Extended “stay at home” orders left families bored and desperate for something to do. So, in 2020, the “Pandemic Puppy” was born. For a period of a few months, adoption and foster rates soared across the country. Dogs have been shown to reduce stress and anxiety, and that’s exactly what we all needed! Fostering and adopting animals was a great choice for many families and brought a meaningful purpose to their lives. It continues to be a choice families are making in 2021. In fact, this year our adoptions at Hearts Alive Village in Las Vegas are up 26 percent in comparison to 2020 rates.

News outlets across the country wrote pieces about all the pet adoptions during the summer of 2020. Then, they just as quickly reported that once our society began to open up, people were returning those puppies in droves. We saw none of this at Hearts Alive Village, and research will show you that neither did other organizations across the country. Most of the time deciding to surrender an animal to a rescue or shelter is a devastating decision. It’s rarely a flight of fancy or driven by the inconvenience of going back to work.

Surrendering is up — but not for the reason you think

Our pet surrender rates are up four times what they were in 2020, but not because people have lost interest in their new puppy or have gone back to work. 

In 2017 and 2018, Las Vegas was named the worst U.S. metropolitan area for availability of affordable rental housing for its poorest families. People can’t have pets if they don’t have an affordable place to live, or can’t afford caring for a pet once other bills are paid. 

In Las Vegas, the largest sector that provides employment for our citizens is leisure and hospitality — and it was the hardest hit sector during the pandemic.
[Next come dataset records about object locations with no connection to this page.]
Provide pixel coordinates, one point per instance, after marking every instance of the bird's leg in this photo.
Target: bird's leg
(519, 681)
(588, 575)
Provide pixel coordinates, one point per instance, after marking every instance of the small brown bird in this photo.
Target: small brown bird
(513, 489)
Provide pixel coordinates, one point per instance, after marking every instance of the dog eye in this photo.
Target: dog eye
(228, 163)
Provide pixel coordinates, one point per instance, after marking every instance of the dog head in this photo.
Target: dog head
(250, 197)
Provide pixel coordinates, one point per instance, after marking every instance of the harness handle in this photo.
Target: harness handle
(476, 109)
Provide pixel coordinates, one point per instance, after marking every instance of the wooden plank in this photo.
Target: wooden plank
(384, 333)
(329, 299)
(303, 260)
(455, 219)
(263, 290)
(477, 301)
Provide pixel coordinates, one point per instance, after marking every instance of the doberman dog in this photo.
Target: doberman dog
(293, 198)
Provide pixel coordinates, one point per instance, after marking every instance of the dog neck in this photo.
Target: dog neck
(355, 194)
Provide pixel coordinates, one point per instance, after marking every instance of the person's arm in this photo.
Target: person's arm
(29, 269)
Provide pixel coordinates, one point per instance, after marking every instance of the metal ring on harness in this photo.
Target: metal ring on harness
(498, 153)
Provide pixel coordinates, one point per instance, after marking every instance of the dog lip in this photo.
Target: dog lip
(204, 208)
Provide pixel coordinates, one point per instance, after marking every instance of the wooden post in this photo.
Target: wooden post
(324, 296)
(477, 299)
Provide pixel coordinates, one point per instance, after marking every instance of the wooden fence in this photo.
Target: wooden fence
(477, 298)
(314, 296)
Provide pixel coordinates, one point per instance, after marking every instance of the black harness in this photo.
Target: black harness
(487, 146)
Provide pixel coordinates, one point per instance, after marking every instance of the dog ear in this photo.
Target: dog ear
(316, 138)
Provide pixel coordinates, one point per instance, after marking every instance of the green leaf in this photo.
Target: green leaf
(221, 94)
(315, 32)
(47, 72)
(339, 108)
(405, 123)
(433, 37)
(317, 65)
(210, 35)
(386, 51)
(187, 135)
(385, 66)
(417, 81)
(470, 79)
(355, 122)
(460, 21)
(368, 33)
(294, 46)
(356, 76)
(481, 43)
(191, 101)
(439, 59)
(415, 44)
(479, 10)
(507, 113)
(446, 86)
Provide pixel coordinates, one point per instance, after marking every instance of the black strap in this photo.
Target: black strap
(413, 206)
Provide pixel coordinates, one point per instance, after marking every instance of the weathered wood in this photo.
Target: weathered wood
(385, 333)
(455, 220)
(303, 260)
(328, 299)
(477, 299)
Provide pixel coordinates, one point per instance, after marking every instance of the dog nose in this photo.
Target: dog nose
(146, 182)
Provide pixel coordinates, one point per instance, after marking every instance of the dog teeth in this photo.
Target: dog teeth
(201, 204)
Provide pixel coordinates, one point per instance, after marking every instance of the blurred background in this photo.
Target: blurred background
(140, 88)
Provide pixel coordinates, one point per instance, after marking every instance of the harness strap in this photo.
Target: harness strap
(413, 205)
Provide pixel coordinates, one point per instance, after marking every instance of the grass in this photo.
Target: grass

Nevada ranks number two in the nation for the biggest job losses in this category at 20 percent. This created even more people struggling to find affordable housing.

Animal surrender rates have risen because of the economic crisis driven by the pandemic. To reduce the rates of animals entering the shelter system, we must help people in need. 

Supporting bonded families

Access to veterinary care is a growing problem with millions of pets across the U.S. going without the treatment they need, and far too many entering the shelter systems with devastating injuries and illnesses. Some pet parents are unable to afford an office visit and diagnostic tests, while others are handed an estimate for acute treatment that is well beyond their ability to pay. 

Faced with astronomically high veterinary bills and an inability to obtain credit, pet parents are faced with an impossible decision: let their pets suffer, surrender them to a shelter in hopes they receive treatment, or have them “economically euthanized.”

While this is a nationwide issue, Las Vegas has approximately 371,000 families with pets at home, and there are an estimated 361,000 dogs that reside in the Las Vegas Valley. With a poverty rate of over 30 percent and an ever-increasing homeless population, too many people are unable to budget for unexpected veterinary costs. 

Just because pet owners are struggling financially and considering surrendering does not mean they don’t love their pets. Without resources, they’re forced to make difficult decisions. Resources like pet food banks and low-cost veterinary hospitals are crucial to giving families a chance to stay together, giving them time to recover and stretch precious dollars. We also can reduce the number of pets that are being surrendered by providing free pet food and low cost and/or subsidized veterinary care. Hearts Alive Village has created these resources, but we are often overwhelmed by the sheer number of people and pets in need.

Finding ways to wrap our arms around those who are faltering in our community is not only good for animal welfare but good for all Nevadans. The economic fallout of our tourism business and the housing crisis are showing us what’s needed. Better human social support for the most vulnerable among us will ultimately help us control our homeless pet population.

Christy Stevens is a 42-year resident of Las Vegas and the founder and executive director of Hearts Alive Village. Prior to that, she spent more than 26 years building and leading a large format printing company, Pictographics, alongside her family.